Pizza Express, Queen Street, Glasgow – UK

GermWe recently took a trip to Glasgow to show Number One Son the beautiful Christmas lights and bring Student Daughter home for a bath and some home cooking.  Organised as ever (or just being a control freak), I went online and booked a table at Pizza Express.  We visit this restaurant chain frequently in Edinburgh, as it is a good family restaurant which always offers special deals and tasty food.  A quick search online produced an offer for a three-course set menu at £12.95.  Anyone out there with teenagers will understand you need to save the pennies where you can.  I gleefully printed it off and took it with me.

The entrance to this particular branch is separated from the main restaurant by a glass partition.  This means that every time the door is opened, patrons are treated to an icy blast from outside.  To take a positive view, this might help to keep you awake while you waited interminably to be fed.  I was less than amused, however, when one person allowed their child to swing on the door for five minutes while they paid their bill and put on their coats.

On entering the busy restaurant, we were greeted half-heartedly by a girl whose English was not great.  She was brandishing a cloth and some cleaning spray, so we gathered she wasn’t actually waiting tables.  She handed us off to another girl who was obviously higher up the food chain.  We were ushered to one of a row of tables lined up against the back wall.  The tables were very close together.  Since I regrettably don’t have a size zero backside (try double digits), it was a bit of a squeeze to get into my seat.  Fortunately, I managed not to sit in the dinners of the people at the next table.  (Who, by the way, spent all their time watching us and listening to our conversation.)

After about ten minutes, the waiter arrived to take our order.  Again, his English was not great and he seemed to have difficulty understanding our  accents.  We showed him our special offer voucher, and hubbie and the kids ordered from the set menu.  My daughter asked for her pizza to be made without olives, so the waiter asked if she would like an alternative topping (which presumably would be free).  When she asked for peperoni, he shook his head and said he would have to charge for that.  Honestly, are a few slices of peperoni really so much more expensive than half a dozen olives?

I chose my own meal from the set menu offered by the restaurant – three courses for £16.95 – because I like the Padano pizza from that menu.  Cue heavy sigh of impatience from the waiter.  Unfortunately for me, I concentrated so hard on making sure the waiter understood our order, I forgot to tell him I didn’t want the spinach that came with my pizza.

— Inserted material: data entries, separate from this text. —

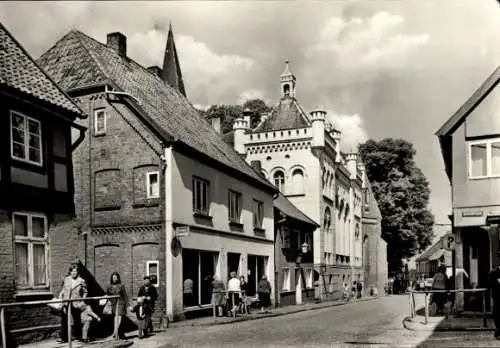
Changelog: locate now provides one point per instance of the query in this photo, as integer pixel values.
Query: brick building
(37, 238)
(300, 154)
(293, 253)
(157, 190)
(374, 246)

We waited a good twenty minutes for our garlic bread and cheese.  It was lukewarm when it was tossed in front of us.  The mozzarella was tasteless and so rubbery I’m sure it would have bounced had I thrown it at the waiter’s head.

By the time our pizzas arrived we had been twiddling our thumbs in the noisy, draughty room for an hour.  If only it had been worth the wait.  The food was not hot, and my Padano pizza was piled high with spinach.  I tried to remove as much as I could, and hubbie willingly ate it while the rude people at the next table eyed us with disgust.  Once the spinach was removed, however, I was disappointed to discover that there was very little of the other toppings on the pizza.  A couple of bits of goats’ cheese and a sparse sprinkling of caramelised onion.  We ate our food, but not with relish.

We ended our meal with chocolate cake and ice cream.  When it eventually came, we discovered that the cake was as cold as the ice cream.  It had obviously just been taken out of the fridge.  A nice touch would have been to microwave it for a few seconds to slightly melt the icing, but actually one serving of cake was devoid of icing anyway.

The toilets in the restaurant are down a set of spiral stairs, where there is also another seating area.  I watched in amazement as the staff made a family with a pushchair struggle down these stairs to their table.  When I descended the stairs I noticed the steps were covered in what looked like sawdust.  On the way up, my nose discovered it was in fact spilled parmesan cheese.  I visited the ladies at the beginning of my visit and at the end (no comments, please) and the cheese was on the stairs both times.

The restaurant lacked ambience, and was a little grubby.  The toilets, however, were the worst I had ever encountered in a restaurant.  There were four cubicles.  One had a blocked toilet.  Another had no toilet roll.  A third did not lock, there was no toilet roll and the seat was actually broken off yet still laid dangerously on the toilet bowl.  Clearly the toilets are not regularly serviced.

We don’t eat out very often, so visits to restaurants are supposed to be a treat.  Our visit to this restaurant was, for me, on a par with camping in the Highlands.  The food, the service and the general surroundings were substandard.  Needless to say, we did not leave a tip.  The lesson for me?  Don’t go out for tea at teatime on a Saturday.  The lesson for Pizza Express?  A busy restaurant is no excuse to let standards slip.

Pizza Express, 151 Queen Street, Glasgow, G1 3BJ.  Website.